Have you ever wondered about the little cherubs that appear on our wine labels? We have asked Carmelo G. Caderot, who came up with the first designs, to take us on a trip down memory lane.


When the first 1996 vintage was released, our range of wines was a little different. The only existing Pago wines were Negralada and Valdebellón and as well as our flagship red Selección Especial, there were two cuvées: Campanario and Palomar. Back then we had Rívola and Primicia, two entry-level reds that were discontinued as the vineyard gradually reached maturity.

Carmelo G. Caderot, author of the labels, is a respected editorial design specialist

At that moment, attention was drawn onto the abbey’s singularity and the estate’s unique history. Interestingly, the person who was chosen to take care of the designs —Carmelo G. Caderot— had no previous experience in the world of wine. We got in touch with him thanks to the personal recommendation of wine journalist Víctor de la Serna, who is also a producer in Manchuela, in Castilla-La Mancha.

Designer and wine lover


Born in Paris in 1954, Carmelo G. Caderot is a self-taught editorial designer. He worked as art director for Diario 16 and Cambio 16, two leading publications during the Spanish Transition, but he gained recognition at El Mundo newspaper, where he was art director and co-founder. He has received a wealth of prestigious design awards from the Society of Publication Designers (SPD), Type Directors Club (TDC), Society for News Design (SND) and Asociación Española de Diseñadores Gráficos (AEDG).

The pastel colours of the Sixtine Chapel were a source of inspiration in the design of the cherubs

Undoubtedly, his passion for wine —something he probably acquired during his education in France— was key to accept the job. “I also enjoyed the freedom I was given to do the work”.
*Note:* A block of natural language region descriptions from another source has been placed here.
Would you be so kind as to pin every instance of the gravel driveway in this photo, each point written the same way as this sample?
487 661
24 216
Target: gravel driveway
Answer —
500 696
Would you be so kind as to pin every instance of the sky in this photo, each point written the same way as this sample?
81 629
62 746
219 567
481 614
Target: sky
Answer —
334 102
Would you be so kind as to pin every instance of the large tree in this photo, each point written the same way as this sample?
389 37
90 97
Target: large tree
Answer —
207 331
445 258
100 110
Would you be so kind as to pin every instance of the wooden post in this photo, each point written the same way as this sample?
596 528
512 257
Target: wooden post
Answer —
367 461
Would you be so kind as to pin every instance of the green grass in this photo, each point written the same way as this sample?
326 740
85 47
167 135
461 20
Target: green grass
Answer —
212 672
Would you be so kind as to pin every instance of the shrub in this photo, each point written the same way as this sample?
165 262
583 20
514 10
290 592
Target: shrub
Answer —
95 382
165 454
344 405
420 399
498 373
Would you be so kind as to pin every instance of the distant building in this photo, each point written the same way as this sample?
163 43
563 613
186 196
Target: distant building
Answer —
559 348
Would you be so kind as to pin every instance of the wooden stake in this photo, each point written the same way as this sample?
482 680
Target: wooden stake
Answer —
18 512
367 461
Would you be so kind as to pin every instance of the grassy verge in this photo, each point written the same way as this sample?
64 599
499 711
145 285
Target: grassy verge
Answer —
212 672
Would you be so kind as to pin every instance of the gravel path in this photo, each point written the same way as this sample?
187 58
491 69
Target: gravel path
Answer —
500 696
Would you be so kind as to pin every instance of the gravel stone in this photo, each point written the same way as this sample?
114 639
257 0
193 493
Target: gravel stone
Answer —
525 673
“The idea of the cherubs was very poetic and was closely related to the abbey,” he recalls. “It also allowed me to use a palette of colours resembling the pastel tones of the frescoes in the Sixtine Chapel.” Finally, the chosen colours were red for Abadía Retuerta (the current Selección Especial), orange for Palomar, brown for Campanario, various ochre colours for the “Pagos”, blue for Rívola and green for Primicia.

The cherubs’ drawings were done by illustrator Ana Juan, who is the author of many front pages in US magazine The New Yorker and has received Spain’s Premio Nacional de Ilustración 2010.
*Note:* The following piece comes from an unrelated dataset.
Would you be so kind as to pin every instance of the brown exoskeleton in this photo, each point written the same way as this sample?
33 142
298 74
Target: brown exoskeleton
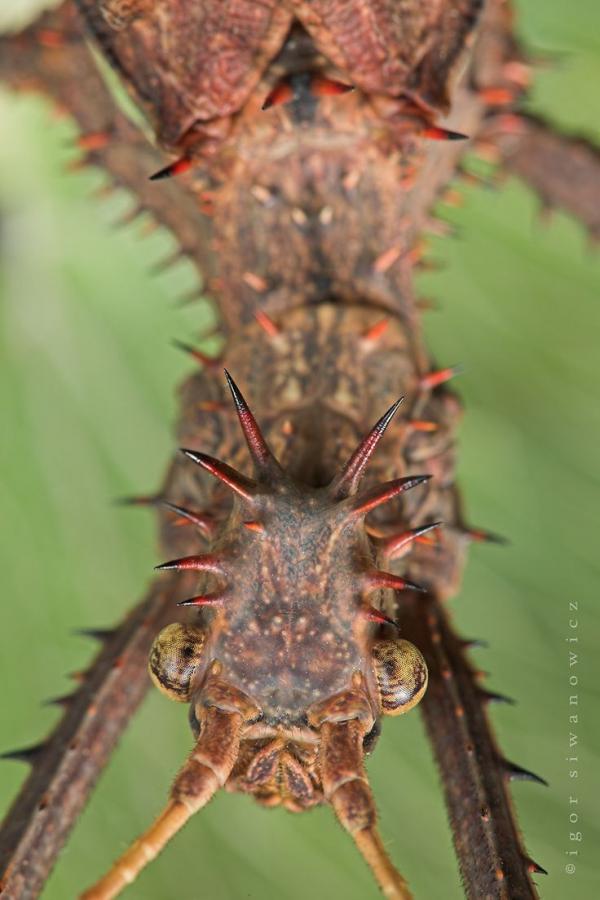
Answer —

Caderot followed Abadía Retuerta’s instructions to the letter in terms of the information required on the label and the size of the various elements, but he came up with a vibrant typeface range thanks to his vast editorial experience. For example, the “A” in the centre is Liberty, the decorations on both sides are Ornaments and he chose the Nicholas Cochin type for the village name.


Seen with today’s eyes and in the midst of the zoning debate in Spain, including Sardón de Duero on the main label instead of on the smaller origin label —bearing the indication Vino de Mesa de Castilla y León— was tremendously visionary and supportive of the village wine concept.

The vibrant typeface style he used gave our labels a distinctively unique element

Finally, we asked Carmelo G. Caderot to give us his opinion about today’s labels and which one is his favourite: I must admit that I like Burgundy’s labels. These days we are immersed in a fireworks mode, with a great deal of striking labels. I think it is important to recapture delicacy and sobriety. A label should clearly show the name of the wine; I prefer elegant typefaces to create a harmonious, balanced ensemble that provides identity to the brand”.